The following piece is part of an ongoing series by Carolyn Collado and Laila R. Makled about money in the queer community.


With Black History Month beginning and two calls for general strikes over the past few months, many of us are considering what our relationship to money and collective liberation looks like. It is critical that we are having conversations within our communities about how we can build solidarity through money. How can we move away from a colonizer, savior mindset when it comes to supporting our community with money, and move into a more collective-centered mindset? How can we support each other in recovery? How do we support each other in having spaciousness to rest and heal and come back to our communities feeling well instead of living in survival?

We will not come to answers for any of these questions without examining how we got here and how money currently flows within the queer community, especially as it relates to nonprofits. First, let’s talk briefly about how colonization has shaped charity and direct services over time.
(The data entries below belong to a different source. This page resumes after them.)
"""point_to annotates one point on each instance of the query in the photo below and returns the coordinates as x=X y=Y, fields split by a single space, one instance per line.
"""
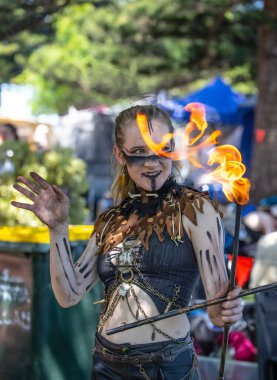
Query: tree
x=58 y=166
x=25 y=26
x=129 y=48
x=264 y=164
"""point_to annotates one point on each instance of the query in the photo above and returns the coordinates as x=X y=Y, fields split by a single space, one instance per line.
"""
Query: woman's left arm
x=208 y=242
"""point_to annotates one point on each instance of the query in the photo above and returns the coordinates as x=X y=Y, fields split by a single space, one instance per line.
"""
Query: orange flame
x=230 y=170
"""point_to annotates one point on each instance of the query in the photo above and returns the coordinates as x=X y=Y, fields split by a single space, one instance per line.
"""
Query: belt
x=136 y=355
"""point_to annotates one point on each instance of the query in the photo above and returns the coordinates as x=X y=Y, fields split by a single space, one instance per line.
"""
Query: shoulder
x=103 y=219
x=194 y=202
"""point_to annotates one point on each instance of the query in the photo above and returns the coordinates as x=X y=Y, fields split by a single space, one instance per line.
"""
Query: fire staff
x=148 y=250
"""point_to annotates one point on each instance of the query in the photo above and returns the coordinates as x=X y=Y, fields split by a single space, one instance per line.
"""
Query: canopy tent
x=221 y=101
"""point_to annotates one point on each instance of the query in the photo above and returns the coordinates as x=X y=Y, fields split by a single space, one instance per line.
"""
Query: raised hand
x=50 y=204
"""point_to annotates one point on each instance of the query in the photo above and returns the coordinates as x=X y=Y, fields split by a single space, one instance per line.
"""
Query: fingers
x=25 y=206
x=33 y=186
x=25 y=192
x=59 y=192
x=44 y=184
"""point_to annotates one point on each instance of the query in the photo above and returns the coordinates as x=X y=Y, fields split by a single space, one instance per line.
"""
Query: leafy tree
x=58 y=166
x=25 y=26
x=129 y=48
x=264 y=163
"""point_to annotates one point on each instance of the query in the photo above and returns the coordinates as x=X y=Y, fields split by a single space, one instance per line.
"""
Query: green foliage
x=123 y=49
x=58 y=166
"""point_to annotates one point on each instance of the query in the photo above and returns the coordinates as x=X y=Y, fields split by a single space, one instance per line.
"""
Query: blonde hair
x=123 y=184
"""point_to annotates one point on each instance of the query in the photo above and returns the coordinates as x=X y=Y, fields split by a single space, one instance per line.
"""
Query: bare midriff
x=177 y=326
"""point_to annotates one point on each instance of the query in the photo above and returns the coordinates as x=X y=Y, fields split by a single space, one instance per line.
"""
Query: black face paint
x=140 y=160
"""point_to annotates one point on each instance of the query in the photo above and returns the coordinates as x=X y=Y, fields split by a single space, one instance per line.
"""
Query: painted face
x=146 y=169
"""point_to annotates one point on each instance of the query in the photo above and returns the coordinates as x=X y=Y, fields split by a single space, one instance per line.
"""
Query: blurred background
x=66 y=69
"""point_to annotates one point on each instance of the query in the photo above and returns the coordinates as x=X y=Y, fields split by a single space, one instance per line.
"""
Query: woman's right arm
x=70 y=281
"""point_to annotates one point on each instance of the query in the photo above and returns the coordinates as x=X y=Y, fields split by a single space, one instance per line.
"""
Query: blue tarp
x=221 y=101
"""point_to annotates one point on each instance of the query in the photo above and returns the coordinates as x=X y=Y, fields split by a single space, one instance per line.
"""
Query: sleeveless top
x=163 y=262
x=171 y=271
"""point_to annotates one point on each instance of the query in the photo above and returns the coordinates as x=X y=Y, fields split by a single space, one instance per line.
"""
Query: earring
x=123 y=175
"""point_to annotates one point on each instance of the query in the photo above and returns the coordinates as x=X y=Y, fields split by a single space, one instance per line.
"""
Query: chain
x=151 y=324
x=109 y=311
x=147 y=286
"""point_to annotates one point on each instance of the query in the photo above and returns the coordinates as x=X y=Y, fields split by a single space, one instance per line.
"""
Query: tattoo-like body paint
x=140 y=160
x=216 y=265
x=209 y=260
x=66 y=275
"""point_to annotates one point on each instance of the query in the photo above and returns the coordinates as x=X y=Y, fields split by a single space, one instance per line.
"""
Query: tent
x=224 y=107
x=221 y=101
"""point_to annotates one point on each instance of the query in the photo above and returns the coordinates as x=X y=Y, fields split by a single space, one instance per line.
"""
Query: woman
x=148 y=250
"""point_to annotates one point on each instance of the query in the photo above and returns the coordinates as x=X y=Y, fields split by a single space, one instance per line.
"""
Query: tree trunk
x=264 y=161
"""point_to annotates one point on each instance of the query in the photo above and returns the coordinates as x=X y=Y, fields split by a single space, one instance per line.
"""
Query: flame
x=230 y=169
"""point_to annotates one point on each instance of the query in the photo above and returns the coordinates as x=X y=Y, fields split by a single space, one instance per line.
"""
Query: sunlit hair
x=121 y=188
Many institutions (colleges, banks, direct service organizations, health care organizations, governments, etc.) and individuals have built wealth from the extraction of Indigenous land, Indigenous genocide, and the exploitation of the labor and bodies of enslaved African people and their descendants. Despite this, we are often told this history has no bearing on access to money and other resources. This simply is not true.

Colonization’s resource stratification still impacts us today, especially as LGBTQIA2S+ folks. With Black, two-spirit, and Indigenous trans folks having the least access to resources, wealth, employment, food, housing, and just the right to live in general. Colonization has created the conditions where so many of us struggle to have our basic needs.

The most visible form of supporting people in our society is through nonprofits and charities. Often, when folks want to support their community with their money, they first think of sending money to organizations. We often think about the “good work” nonprofits do, so we look to them for jobs when we’re looking to “do good”, and for where we put our money when we want to “support” folks “most in need.”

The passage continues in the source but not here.